Geltung: Wie spätere Gerichte diesen Entscheid behandelt haben, wurde nicht ausgewertet. Keiner der 2 zitierenden Entscheide wurde ausgewertet.

9C_809/2008

9C_809/2008

Rubrum

{T 0/2}

Urteil vom 16. Oktober 2008

II. sozialrechtliche Abteilung

Besetzung

Bundesrichter Borella, als Einzelrichter,

Gerichtsschreiber Traub.

Parteien

K.________,

Beschwerdeführer,

gegen

IV-Stelle des Kantons Zürich, Röntgenstrasse 17, 8005 Zürich,

Beschwerdegegnerin.

Gegenstand

Invalidenversicherung,

Beschwerde gegen den Entscheid des Sozialversicherungsgerichts des Kantons Zürich vom 21. August 2008.

Nach Einsicht

in die Beschwerde vom 26. September 2008 (Poststempel) gegen den Entscheid des Sozialversicherungsgerichts des Kantons Zürich vom 21. August 2008,

Erwägungen

dass ein Rechtsmittel gemäss Art. 42 Abs. 1 und 2 BGG unter anderem die Begehren und deren Begründung zu enthalten hat, wobei in der Begründung in gedrängter Form darzulegen ist, inwiefern der angefochtene Akt Recht verletzt,

dass Art. 42 Abs. 2 BGG verlangt, dass sich ein Beschwerdeführer wenigstens kurz mit den Erwägungen des angefochtenen Entscheids auseinandersetzt, und dies nicht der Fall ist, wenn vor Bundesgericht dieselbe Beschwerdebegründung eingereicht wird wie schon im kantonalen Verfahren (BGE 134 II 244),

dass die Beschwerdeschrift im Wesentlichen denselben Inhalt aufweist wie die Eingaben zuhanden des kantonalen Gerichts, welche wiederum kaum auf die Entscheidmotive der Verwaltung Bezug nahmen (vgl.
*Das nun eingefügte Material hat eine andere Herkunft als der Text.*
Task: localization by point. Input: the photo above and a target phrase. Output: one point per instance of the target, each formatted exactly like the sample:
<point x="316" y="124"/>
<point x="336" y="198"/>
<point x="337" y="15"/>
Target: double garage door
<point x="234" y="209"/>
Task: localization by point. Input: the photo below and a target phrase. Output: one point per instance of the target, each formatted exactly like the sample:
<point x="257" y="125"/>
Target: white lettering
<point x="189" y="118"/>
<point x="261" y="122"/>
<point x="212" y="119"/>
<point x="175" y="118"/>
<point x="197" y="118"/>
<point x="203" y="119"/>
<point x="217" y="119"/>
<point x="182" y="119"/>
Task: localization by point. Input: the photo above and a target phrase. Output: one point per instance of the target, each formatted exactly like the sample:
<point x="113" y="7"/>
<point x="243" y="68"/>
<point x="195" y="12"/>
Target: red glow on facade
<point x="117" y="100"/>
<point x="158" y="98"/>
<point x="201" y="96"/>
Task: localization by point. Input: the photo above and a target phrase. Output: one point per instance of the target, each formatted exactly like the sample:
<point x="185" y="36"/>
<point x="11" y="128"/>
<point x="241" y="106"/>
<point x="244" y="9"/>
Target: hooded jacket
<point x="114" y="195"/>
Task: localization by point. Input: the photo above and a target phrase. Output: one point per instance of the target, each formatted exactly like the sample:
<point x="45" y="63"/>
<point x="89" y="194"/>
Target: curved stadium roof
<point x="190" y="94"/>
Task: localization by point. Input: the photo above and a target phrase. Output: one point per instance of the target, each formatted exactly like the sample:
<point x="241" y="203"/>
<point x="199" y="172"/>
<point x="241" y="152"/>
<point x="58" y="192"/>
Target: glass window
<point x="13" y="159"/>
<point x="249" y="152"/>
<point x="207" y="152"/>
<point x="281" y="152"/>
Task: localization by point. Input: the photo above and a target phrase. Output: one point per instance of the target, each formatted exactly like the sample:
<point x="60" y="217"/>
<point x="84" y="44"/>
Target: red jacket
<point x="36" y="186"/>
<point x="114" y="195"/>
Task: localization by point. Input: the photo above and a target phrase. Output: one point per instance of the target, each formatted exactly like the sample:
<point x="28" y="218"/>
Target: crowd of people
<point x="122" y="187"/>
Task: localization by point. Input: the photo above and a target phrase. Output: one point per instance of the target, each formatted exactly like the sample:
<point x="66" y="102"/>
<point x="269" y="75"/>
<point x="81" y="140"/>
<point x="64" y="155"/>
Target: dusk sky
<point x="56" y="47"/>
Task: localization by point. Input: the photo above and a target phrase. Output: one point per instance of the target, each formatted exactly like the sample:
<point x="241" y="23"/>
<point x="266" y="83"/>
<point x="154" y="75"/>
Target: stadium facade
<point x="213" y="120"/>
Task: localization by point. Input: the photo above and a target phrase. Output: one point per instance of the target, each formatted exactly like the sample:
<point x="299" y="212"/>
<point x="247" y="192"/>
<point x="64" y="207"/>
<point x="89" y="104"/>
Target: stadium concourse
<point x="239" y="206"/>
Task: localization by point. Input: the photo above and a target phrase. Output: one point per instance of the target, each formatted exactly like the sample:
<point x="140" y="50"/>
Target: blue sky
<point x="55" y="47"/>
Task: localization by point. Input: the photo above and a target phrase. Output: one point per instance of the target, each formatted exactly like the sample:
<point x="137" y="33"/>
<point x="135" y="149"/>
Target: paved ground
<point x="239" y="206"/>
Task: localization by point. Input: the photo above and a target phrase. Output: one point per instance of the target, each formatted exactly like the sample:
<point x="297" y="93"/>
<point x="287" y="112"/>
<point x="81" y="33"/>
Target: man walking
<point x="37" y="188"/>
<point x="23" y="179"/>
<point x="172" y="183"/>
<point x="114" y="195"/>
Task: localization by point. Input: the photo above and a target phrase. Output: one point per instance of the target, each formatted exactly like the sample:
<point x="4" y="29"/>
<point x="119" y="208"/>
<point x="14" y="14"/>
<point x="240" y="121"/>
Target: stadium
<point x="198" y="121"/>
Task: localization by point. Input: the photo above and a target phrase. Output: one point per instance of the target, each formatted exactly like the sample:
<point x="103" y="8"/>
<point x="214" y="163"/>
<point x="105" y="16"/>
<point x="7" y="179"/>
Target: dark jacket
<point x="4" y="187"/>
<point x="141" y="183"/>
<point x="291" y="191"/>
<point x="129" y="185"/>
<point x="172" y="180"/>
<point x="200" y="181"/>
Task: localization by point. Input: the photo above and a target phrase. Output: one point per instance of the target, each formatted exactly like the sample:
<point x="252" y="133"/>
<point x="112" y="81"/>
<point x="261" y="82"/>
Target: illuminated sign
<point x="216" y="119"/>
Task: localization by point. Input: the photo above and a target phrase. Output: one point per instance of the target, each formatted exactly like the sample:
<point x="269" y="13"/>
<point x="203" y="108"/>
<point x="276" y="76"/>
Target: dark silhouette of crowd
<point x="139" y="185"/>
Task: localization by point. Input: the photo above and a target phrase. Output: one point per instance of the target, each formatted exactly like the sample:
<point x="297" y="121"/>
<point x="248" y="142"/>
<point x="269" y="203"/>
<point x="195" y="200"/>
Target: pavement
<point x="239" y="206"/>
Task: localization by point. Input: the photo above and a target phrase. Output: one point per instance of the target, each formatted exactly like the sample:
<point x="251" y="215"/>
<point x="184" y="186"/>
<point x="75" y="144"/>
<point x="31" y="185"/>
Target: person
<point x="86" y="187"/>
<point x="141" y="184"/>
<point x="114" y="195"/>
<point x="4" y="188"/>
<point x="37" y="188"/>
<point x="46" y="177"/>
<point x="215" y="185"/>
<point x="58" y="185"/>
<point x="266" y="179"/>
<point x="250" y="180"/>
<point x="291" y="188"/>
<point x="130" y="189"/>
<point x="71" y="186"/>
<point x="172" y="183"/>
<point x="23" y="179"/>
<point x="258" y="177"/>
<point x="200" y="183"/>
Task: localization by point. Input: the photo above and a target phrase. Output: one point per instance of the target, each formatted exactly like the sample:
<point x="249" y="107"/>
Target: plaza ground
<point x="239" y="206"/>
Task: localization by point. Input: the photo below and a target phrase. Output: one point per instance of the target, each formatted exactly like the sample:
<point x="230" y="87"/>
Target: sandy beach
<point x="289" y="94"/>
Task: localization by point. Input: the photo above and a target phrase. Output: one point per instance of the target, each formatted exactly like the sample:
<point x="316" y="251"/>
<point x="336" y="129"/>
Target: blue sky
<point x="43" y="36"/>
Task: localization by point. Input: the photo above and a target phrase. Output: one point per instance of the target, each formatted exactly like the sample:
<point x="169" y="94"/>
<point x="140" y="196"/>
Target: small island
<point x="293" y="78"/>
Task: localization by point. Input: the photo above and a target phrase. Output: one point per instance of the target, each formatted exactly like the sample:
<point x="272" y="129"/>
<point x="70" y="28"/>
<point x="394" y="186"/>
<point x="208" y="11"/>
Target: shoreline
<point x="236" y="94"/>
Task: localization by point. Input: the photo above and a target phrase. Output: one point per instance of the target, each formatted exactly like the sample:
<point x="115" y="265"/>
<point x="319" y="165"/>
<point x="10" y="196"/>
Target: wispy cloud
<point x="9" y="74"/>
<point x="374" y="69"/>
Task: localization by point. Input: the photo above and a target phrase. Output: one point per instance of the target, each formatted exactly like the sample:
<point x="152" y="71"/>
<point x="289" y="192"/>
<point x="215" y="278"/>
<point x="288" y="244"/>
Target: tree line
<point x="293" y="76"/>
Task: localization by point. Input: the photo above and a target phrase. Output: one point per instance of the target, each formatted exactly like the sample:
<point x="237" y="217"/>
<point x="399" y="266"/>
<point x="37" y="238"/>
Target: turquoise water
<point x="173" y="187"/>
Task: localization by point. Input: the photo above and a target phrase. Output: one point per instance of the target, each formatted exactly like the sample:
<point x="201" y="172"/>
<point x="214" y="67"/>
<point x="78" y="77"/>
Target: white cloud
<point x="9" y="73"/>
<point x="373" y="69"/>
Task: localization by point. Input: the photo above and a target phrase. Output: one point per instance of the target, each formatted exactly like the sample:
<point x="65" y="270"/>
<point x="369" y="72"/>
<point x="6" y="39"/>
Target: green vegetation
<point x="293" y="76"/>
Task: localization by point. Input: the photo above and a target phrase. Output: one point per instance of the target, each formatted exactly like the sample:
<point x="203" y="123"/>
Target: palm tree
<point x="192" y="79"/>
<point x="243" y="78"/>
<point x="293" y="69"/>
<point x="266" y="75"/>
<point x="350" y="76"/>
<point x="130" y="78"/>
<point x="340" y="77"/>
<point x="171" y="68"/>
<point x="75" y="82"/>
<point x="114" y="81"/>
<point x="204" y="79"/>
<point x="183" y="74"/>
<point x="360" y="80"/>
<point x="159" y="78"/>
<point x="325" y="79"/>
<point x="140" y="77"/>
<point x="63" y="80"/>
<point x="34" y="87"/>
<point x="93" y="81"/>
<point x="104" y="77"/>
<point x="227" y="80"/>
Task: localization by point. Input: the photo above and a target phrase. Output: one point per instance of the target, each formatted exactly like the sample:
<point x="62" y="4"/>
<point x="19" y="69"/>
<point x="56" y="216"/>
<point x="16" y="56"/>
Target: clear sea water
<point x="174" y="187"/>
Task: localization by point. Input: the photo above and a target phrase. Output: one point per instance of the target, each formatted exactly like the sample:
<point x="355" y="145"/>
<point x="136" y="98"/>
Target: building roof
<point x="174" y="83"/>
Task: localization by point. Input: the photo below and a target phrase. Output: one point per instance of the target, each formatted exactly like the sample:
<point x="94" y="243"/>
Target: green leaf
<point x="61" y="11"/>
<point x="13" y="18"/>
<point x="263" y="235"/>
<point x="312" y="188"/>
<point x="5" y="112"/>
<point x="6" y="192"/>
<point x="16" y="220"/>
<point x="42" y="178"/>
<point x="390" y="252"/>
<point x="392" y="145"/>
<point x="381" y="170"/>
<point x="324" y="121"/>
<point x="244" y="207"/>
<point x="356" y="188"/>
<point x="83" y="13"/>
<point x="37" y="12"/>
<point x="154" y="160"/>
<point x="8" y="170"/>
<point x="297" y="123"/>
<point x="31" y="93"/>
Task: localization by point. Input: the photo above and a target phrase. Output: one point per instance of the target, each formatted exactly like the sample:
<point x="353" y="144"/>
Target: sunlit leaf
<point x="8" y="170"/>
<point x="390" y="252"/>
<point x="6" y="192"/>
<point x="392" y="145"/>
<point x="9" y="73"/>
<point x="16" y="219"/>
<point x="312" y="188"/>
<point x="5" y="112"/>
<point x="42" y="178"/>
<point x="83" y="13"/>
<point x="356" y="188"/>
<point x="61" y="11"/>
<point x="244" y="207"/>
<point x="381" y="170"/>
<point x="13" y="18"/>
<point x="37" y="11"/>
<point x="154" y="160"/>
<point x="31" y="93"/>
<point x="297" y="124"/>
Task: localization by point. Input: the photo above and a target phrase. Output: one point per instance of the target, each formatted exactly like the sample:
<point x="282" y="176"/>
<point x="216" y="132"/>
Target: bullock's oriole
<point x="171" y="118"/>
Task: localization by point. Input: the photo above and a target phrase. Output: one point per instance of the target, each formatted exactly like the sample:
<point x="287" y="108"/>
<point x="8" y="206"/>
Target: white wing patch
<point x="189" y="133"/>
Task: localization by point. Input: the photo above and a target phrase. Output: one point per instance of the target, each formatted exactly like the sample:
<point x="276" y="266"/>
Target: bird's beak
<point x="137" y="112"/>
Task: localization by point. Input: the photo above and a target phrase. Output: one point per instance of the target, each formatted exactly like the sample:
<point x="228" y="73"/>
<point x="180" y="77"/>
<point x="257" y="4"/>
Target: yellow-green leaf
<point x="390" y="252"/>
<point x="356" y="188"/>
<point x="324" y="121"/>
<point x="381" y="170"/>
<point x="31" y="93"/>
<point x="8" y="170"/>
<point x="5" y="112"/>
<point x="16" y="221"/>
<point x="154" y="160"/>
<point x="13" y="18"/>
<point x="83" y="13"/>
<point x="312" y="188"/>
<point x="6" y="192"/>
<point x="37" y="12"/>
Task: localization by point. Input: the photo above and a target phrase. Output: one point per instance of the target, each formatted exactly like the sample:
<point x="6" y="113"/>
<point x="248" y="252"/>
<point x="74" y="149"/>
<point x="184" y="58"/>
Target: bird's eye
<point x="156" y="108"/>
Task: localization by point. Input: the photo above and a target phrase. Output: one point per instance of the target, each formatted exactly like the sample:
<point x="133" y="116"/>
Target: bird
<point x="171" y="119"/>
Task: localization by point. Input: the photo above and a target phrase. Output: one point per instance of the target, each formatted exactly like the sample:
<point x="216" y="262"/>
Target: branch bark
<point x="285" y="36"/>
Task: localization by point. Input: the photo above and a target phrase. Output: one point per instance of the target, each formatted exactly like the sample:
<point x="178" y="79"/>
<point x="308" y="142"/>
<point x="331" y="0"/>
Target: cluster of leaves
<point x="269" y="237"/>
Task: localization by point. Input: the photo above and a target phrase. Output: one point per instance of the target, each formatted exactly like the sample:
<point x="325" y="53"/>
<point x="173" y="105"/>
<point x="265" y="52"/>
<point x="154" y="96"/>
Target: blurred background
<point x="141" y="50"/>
E. 4 des angefochtenen Entscheids vom 21. August 2008),

dass zudem den Ausführungen in der Beschwerde nicht entnommen werden kann, inwiefern die Sachverhaltsfeststellung des kantonalen Gerichts im Sinne von Art. 97 Abs. 1 BGG - soweit überhaupt beanstandet - unzutreffend und die darauf beruhenden Erwägungen rechtsfehlerhaft sein sollen,

dass die Beschwerde den inhaltlichen Mindestanforderungen des Art. 42 BGG nicht genügt,

dass deshalb im vereinfachten Verfahren nach Art. 108 Abs. 1 lit. b und Abs. 2 BGG auf die Beschwerde nicht einzutreten ist,

dass in Anwendung von Art. 66 Abs. 1 Satz 2 BGG auf die Erhebung von Gerichtskosten verzichtet wird und der Antrag auf Befreiung von Gerichtskosten daher gegenstandslos ist,

Dispositiv

erkennt der Einzelrichter:

1.

Auf die Beschwerde wird nicht eingetreten.

2.

Es werden keine Gerichtskosten erhoben.

3.

Dieses Urteil wird den Parteien, dem Sozialversicherungsgericht des Kantons Zürich und dem Bundesamt für Sozialversicherungen schriftlich mitgeteilt.

Luzern, 16. Oktober 2008

Im Namen der II. sozialrechtlichen Abteilung

des Schweizerischen Bundesgerichts

Der Einzelrichter: Der Gerichtsschreiber:

Borella Traub

Seither geänderte Bestimmungen

Dieser Entscheid legt Bestimmungen aus, deren Erlass seither erneut konsolidiert wurde. Ob der Artikel selbst geändert hat, ist nicht erfasst.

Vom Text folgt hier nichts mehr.